Tell us a little bit about yourself. What’s your day job? I grew up in Jacksonville and St. Augustine. My family is 5th generation Floridian of Minorcan lineage and we take a lot of pride in that. I am an electrician by day and when I am not at work you can probably find me offshore fishing or out fossil hunting.
What got you started in shark tooth hunting? Growing up, we were constantly at the beach. My dad started me pretty young looking for sharks teeth while beach fishing. He has a pretty extensive collection of beach teeth and driftwood that he makes cool art out of. Once I started getting more interested in Florida history, geology and prehistoric fossils the obsession really started.
How often do you get to go out searching and how many teeth do you typically find? I usually make 3-4 trips per month. Some of them are day trips and other times I spend a few days camping and kayaking, finding spots to search. Sometimes as few as one and as many as 1,000.
What sort of shark teeth do you find? Are you able to identify them? I am able to identify all of the fossils I find. It’s so fascinating and I love doing research. The different color teeth are from different types/colors of clay that they were packed in while fossilizing, and you can guess the age of the tooth based on when that type of shark existed on earth. I have a large collection of megalodon teeth, extinct makos, great whites, bull and tiger sharks. I also have tons of equus teeth, giant ground sloth bones, and a mastodon tooth. My collection is pretty extensive as far as Florida prehistoric fossils go.

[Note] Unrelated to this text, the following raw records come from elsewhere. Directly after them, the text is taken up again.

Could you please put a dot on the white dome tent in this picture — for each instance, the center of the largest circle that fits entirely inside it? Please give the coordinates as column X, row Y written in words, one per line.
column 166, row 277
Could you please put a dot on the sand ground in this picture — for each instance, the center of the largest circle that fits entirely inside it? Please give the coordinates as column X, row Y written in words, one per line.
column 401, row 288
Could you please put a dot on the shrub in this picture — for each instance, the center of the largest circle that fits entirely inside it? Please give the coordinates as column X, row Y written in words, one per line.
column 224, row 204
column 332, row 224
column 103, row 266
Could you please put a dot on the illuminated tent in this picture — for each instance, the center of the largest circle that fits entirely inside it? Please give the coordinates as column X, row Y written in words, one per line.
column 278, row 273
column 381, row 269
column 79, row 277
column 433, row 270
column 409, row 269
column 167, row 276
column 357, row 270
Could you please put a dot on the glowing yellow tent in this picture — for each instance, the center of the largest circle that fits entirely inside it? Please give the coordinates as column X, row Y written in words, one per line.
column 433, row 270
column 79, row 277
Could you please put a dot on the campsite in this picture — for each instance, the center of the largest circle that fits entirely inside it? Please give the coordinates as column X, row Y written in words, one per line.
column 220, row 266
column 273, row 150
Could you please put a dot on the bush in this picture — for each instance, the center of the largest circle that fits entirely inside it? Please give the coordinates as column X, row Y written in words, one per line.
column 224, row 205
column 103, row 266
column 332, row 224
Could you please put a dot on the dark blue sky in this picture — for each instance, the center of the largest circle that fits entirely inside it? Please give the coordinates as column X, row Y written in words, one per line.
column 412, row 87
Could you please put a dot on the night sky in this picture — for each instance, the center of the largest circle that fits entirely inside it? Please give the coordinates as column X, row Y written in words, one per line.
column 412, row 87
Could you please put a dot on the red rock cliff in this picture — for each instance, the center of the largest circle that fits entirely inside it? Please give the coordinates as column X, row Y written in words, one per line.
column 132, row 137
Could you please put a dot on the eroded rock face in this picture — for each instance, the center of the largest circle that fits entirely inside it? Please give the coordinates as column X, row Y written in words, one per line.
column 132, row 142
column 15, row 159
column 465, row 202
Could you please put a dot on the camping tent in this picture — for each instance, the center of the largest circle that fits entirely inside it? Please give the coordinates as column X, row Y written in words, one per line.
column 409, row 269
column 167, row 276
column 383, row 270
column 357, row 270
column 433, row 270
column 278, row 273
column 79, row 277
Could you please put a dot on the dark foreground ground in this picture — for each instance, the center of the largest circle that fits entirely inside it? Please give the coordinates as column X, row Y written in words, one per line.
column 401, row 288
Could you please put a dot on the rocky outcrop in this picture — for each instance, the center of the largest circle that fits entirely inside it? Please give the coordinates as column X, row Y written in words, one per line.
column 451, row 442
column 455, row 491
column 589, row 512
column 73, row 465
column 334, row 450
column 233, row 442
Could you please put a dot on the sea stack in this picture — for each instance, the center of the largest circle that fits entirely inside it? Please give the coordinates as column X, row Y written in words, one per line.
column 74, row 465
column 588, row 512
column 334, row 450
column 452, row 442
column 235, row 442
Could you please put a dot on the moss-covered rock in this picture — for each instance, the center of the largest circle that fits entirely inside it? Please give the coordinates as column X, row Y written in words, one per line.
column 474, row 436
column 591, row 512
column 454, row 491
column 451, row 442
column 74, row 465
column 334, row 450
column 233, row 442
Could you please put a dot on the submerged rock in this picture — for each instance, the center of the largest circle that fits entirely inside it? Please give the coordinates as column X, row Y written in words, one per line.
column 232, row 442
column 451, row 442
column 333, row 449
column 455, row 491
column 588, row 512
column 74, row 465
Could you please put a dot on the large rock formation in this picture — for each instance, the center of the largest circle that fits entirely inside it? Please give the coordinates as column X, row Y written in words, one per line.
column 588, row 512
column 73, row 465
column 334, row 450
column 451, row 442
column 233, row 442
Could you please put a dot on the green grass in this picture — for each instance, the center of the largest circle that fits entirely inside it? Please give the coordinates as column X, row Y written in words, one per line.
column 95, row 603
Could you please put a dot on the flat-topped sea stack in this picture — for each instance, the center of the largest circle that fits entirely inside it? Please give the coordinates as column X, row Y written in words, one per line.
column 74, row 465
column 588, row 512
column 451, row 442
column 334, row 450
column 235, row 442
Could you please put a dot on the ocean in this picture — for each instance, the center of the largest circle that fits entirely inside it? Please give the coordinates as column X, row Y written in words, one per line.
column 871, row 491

What do you do with the teeth once you’ve got them? I have a case for the perfect whole teeth and fossils. I make some of those into necklaces. Once I had too many imperfect teeth to keep I started making shark art with the broken ones. They are pretty time-consuming and one of a kind. I sell the originals and prints at dHd Home.
How many shark teeth do you currently have in your possession? To be totally honest I have too many teeth to count at this point. I probably have tens of thousands of small or broken teeth that I use for art pieces, and several hundred large perfect teeth. My largest tooth is 6.25 inches (the world record is 7.48″).